I documenti diretti dell’epoca sono comunque pochi: uno dei più famosi è l’iscrizione di un inno lasciato a Delfi da una delegazione di ateniesi, in cui le note sono rappresentate dalle lettere isolate poste sopra al testo. Di questo passo, la notazione musicale si è sempre più evoluta, dapprima per indicare con crescente precisione la sola altezza delle note , mentre gli aspetti ritmici restavano associati al testo. Un esempio interessante ci perviene dalle origini della musica polifonica , quando la presenza simultanea di più voci rendeva più stringente l’importanza di precisare l’intonazione di ciascuna di esse. Ancora più tardi (grosso modo contemporaneamente alla comparsa delle prime pubblicazioni a stampa) si è giunti all’idea di codificare nella notazione anche gli attributi di durata e, conseguentemente, il ritmo musicale. La successione dei segni (da destra verso sinistra) si è così imposta come indicazione della successione temporale delle note (come già avveniva per le lettere di un testo), mentre la forma e il colore denota la durata di ciascuna. Questa breve digressione storica, ci serve solo per comprendere il ruolo della notazione nell’ambito dei linguaggi musicali. Strato neutro , si diceva, in quanto la parte significante del discorso musicale è senz’altro veicolata da strati più alti. Scrivere musica è dunque sempre servito sostanzialmente per fornire un supporto persistente alla memorizzazione di un fenomeno altrimenti volatile. È inevitabile notare che l’avvento delle tecniche di registrazione ha eliminato parte di tale necessità. I mezzi informatici per il trattamento dei linguaggi musicali intervengono su due prospettive:
L’altezza è quella proprietà che permette di comparare tra loro i suoni per stabilire quale è più grave e quale più acuto. In musica, tradizionalmente, non sono ammessi suoni di qualunque altezza. Si può affermare, con ottima approssimazione, che ciò è stato ed è vero in tutti i tempi e in tutti i luoghi. In una determinata cultura, tra l’infinità delle altezze possibili, ne vengono sempre scelte solo un certo insieme, secondo criteri di gusto, matematici o persino mitologici. L’insieme delle altezze scelte, ritenute adeguate per l’uso nel contesto musicale, prende il nome di spazio diastematico. Lo spazio diastematico è dunque l’insieme di tutte le altezze sonore che possono essere legittimamente individuate come note. A ciascuna nota viene attribuito un nome. Le gamme In tutte le culture si riconosce una periodicità dello spazio diastematico , per cui non si dà un nome diverso a qualunque diversa altezza ammessa nel novero delle note musicali. Le note che distano tra loro di un intervallo particolare, detto ottava (studieremo più avanti che si tratta di rapporti di frequenze che valgono due o multipli di due), assumono lo stesso nome. L’insieme di tutte le note di un’ottava prende il nome di gamma. Fin qui possiamo continuare ad affermare che questo è ed è stato vero in tutte le culture e in tutte le epoche in cui si è praticata una musica strutturata. Restringiamo il campo, da qui in avanti, alla consuetudine musicale che si è imposta nel mondo occidentale negli ultimi secoli.

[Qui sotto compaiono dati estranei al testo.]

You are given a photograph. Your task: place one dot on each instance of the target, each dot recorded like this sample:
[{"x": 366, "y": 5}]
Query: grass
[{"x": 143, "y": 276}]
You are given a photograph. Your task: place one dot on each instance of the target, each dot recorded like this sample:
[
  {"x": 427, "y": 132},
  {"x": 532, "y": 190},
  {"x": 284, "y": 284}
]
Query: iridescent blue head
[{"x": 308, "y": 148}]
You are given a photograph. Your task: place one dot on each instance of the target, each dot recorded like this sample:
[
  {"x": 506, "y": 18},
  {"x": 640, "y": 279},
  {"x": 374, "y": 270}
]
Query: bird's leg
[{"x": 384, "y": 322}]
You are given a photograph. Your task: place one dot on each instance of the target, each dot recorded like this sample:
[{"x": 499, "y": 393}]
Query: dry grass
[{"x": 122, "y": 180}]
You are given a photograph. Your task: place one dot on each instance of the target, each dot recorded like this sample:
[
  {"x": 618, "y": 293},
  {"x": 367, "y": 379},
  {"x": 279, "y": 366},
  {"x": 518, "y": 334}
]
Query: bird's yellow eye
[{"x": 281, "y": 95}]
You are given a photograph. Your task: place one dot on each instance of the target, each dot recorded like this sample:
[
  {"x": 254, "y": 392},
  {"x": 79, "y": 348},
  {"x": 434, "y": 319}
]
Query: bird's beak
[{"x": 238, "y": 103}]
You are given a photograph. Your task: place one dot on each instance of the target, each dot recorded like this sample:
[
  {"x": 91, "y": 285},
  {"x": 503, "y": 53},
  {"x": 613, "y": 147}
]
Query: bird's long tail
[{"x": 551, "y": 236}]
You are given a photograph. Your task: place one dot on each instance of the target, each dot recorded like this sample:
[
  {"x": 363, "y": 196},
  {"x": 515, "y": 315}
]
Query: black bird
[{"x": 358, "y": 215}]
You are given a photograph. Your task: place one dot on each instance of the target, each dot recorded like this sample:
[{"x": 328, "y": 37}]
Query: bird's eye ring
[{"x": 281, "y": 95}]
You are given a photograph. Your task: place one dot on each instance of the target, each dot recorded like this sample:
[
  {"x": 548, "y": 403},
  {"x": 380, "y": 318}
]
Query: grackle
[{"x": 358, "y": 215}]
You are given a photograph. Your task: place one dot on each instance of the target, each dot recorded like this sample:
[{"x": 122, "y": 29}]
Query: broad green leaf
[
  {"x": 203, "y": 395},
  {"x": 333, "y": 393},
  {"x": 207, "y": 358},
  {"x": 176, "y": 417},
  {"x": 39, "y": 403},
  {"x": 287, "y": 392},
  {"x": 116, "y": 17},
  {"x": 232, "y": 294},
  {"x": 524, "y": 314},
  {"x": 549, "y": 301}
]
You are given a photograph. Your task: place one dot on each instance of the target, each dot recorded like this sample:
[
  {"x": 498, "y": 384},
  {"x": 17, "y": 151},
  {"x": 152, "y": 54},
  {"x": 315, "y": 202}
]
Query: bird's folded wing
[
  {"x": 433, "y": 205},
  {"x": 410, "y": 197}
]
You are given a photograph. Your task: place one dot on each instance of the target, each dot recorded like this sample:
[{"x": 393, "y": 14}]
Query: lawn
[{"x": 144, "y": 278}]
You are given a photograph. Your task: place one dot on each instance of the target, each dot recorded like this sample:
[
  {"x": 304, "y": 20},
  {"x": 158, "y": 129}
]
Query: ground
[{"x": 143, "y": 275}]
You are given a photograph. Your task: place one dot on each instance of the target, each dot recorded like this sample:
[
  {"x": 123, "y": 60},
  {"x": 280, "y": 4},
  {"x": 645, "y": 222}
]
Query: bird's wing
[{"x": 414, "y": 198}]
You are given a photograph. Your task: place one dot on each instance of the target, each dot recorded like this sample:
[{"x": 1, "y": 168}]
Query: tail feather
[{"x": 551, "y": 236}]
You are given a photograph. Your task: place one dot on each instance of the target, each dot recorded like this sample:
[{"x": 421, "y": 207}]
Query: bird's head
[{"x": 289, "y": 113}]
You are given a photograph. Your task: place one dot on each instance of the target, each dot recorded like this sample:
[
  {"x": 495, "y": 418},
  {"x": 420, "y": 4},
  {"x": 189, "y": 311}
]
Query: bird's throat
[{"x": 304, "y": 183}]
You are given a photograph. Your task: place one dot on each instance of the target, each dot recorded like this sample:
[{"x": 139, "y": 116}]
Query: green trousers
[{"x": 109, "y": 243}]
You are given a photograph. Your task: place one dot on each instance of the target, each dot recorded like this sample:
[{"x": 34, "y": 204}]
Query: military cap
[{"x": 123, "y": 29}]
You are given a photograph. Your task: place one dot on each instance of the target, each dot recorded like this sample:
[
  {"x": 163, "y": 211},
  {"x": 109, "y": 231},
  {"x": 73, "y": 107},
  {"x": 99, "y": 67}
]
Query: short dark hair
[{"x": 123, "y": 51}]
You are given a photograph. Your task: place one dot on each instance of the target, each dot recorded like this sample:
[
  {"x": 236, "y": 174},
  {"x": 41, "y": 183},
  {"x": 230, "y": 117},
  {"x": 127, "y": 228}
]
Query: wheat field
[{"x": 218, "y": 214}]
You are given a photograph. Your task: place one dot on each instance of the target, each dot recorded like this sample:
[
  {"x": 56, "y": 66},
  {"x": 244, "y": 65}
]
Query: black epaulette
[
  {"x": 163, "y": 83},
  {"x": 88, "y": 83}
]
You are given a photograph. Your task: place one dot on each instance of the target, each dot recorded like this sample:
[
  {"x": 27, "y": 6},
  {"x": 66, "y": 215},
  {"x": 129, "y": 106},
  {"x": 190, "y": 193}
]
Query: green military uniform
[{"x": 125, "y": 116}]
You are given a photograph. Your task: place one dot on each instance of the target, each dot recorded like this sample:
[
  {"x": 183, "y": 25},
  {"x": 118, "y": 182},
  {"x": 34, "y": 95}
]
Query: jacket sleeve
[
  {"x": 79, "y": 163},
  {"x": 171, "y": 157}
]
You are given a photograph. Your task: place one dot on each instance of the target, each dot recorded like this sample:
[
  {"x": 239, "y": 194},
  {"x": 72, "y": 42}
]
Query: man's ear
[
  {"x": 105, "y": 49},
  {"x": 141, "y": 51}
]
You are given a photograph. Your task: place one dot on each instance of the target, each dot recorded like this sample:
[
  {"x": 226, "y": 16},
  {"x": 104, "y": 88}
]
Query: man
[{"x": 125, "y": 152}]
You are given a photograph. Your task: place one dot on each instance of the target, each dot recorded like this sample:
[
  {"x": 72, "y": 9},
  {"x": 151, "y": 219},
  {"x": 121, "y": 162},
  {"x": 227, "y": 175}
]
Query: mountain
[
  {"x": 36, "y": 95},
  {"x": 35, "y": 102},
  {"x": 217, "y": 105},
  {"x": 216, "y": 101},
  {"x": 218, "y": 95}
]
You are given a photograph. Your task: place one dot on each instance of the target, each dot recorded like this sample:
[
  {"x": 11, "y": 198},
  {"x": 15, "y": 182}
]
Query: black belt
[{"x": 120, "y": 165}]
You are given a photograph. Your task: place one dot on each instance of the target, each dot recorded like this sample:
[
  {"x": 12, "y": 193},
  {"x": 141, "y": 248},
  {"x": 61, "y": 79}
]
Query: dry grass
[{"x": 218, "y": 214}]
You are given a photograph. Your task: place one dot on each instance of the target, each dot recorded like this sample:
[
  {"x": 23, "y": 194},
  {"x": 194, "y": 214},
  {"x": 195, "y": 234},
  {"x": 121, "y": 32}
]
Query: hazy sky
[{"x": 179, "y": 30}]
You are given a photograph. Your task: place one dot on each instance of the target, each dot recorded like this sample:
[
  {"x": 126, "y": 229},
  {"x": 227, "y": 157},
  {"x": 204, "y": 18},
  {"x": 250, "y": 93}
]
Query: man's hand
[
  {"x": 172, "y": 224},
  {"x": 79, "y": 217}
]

Le alterazioni Ogni posizione sul pentagramma (riga o spazio) indica una nota naturale; per indicare le alterazioni ( diesis o bemolle ) si usano i rispettivi simboli anteposti alla nota stessa. Il pentagramma può non bastare: le note che escono dal rigo necessitano di trattini aggiuntivi per denotarne con precisione l’altezza. Le alterazioni possono essere anche poste “in chiave”, cioè all’inizio del rigo, per indicare che valgono per tutto il brano: in questo modo, per lo meno restando nell’ambito della musica tonale, si denota la tonalità del brano. Per eliminare l’effetto di un’alterazione e ritornare alla nota naturale si usa il bequadro. In virtù delle equivalenze enarmoniche, posizioni di note diverse, opportunamente alterate, possono denotare di fatto la stessa altezza. L’identica altezza di due note enarmonicamente equivalenti, infatti, non autorizza a ritenere che si tratti della stessa nota. È di fatto il contesto modale e armonico a giustificare la differenza, per esempio, tra un mi diesis e un fa naturale: nessuna nota ha senso in sé, ma ciascuna è piuttosto inserita in frasi e/o accordi secondo regole e modelli compositivi.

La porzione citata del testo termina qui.